During our cycling tours in 2020 we visited Prince Pückler’s garden in Muskau as well as his garden in Branitz near Cottbus.
Tired from more than two weeks of cycling we decide to tackle the famous garden on foot, although the leaflet we got from the information also lists a cycling route through the vast area. At the heart of the ensemble lies the baroque residence of the Pückler-Muskau family with a large exhibition about the garden. (Unfortunately it was closed due to Corona).
Before we finally lost ourselves in the labyrinth of skilfully planned paths we had a look into the informative and fragrant herb garden. Typical for an English landscape garden, the Muskauer Park features large green open spaces and quite often huge, solitary standing trees. Some of them are still the ones planted by Pückler-Muskau himself. Small artificial streams meander through the garden and via several bridges we cross into neighbouring Poland and back to Germany. Today two thirds of the garden are within Poland. During the walk visitors pass the border posts in black-red-gold and red-white along the river Neiße.
The highest degree of landscape gardening is only achieved where it appears to have become nature again, but in its most noble form.
In another part of the park, west of the town of Muskau, Prince Pückler-Muskau established a spa in the hope of financing his costly hobbies with the revenues. Again, he failed, but his efforts earned the town the name “Bad Muskau” (spa town of Muskau).
Prince Pückler’s Garden in Branitz
After moving to Castle Branitz, Prince Pückler-Muskau began to redesign the garden there as well. He was already 60 years old when he started and had never really lived in his family home. But with the experience from Muskau he was more daring and freer in his endeavours. Like in Muskau, the castle in the centre of the Branitz garden houses an exhibition (again closed due to Corona). In the vast garden area Pückler-Muskau created an artificial landscape par excellence. He dug canals and lakes and fashioned hills with the excavated earth.

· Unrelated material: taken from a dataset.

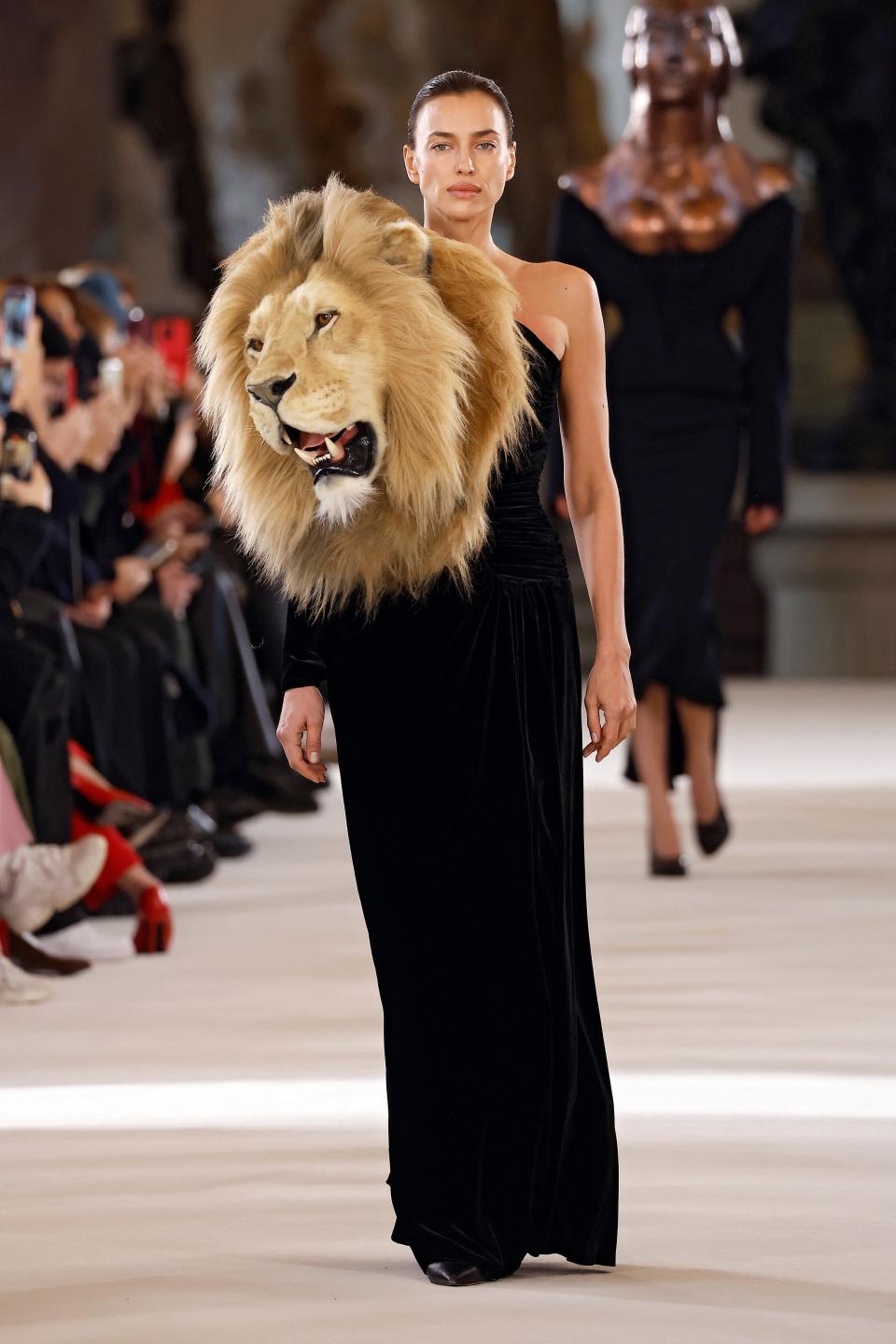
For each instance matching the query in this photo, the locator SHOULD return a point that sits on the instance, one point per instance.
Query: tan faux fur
(425, 348)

Prince Pückler-Muskau himself is buried in a pyramid-shaped structure on an island in the middle of a large lake in the Branitz garden. He had made provisions for his remains to be chemically treated before they were put to the final rest in the so-called sea pyramide. It seems the prince was quite impressed with the Pharaonic sites he had visited in Egypt. And guess what, in antiquity only the Pharao would be buried in a pyramid.
Pückler built another pyramid for his wife that remained empty, however. His wife Lucy is buried on the local protestant graveyard.

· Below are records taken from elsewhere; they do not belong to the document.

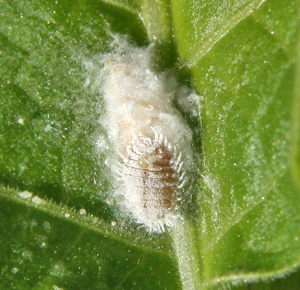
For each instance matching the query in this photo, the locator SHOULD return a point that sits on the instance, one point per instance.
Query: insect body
(149, 136)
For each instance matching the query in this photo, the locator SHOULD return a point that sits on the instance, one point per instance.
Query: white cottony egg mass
(150, 138)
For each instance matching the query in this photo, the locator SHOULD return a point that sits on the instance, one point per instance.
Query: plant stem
(184, 237)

Is it worth visiting the gardens of Bad Muskau and Branitz?
We enjoyed our visits to both gardens of Prince Pückler-Muskau in Muskau and Branitz. Although we have only a medium interest in gardening and garden architecture we could appreciate the thoughtful and skilfull layout of both gardens. Reading up on the quirky prince was fun. The ice-cream is still not our favourite.
How to visit the gardens of Bad Muskau and Branitz?

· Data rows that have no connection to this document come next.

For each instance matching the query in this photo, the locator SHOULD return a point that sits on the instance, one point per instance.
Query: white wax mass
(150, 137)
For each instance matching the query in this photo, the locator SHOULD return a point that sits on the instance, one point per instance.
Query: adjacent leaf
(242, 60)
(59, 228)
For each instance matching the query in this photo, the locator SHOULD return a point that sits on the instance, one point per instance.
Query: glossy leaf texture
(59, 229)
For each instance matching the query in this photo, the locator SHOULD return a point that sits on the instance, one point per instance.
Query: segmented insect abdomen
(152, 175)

The entrance to Muskau Park is in the centre of the small town of Bad Muskau. The nearest larger train station is Cottbus, from where it takes at least 1:30 h by public bus to Bad Muskau. If you are planning to visit the Polish side of the garden as well, you will need a whole day for the visit. Entrance to the garden is free.
Official Website: Muskauer Park
The Branitz garden lies on the outskirts of Cottbus. The city bus takes about 20 minutes from the main station. To visit the main part of the garden you should allow around 3 hours of time.
NB: We were not sponsored for our garden visits and paid all expenses ourselves.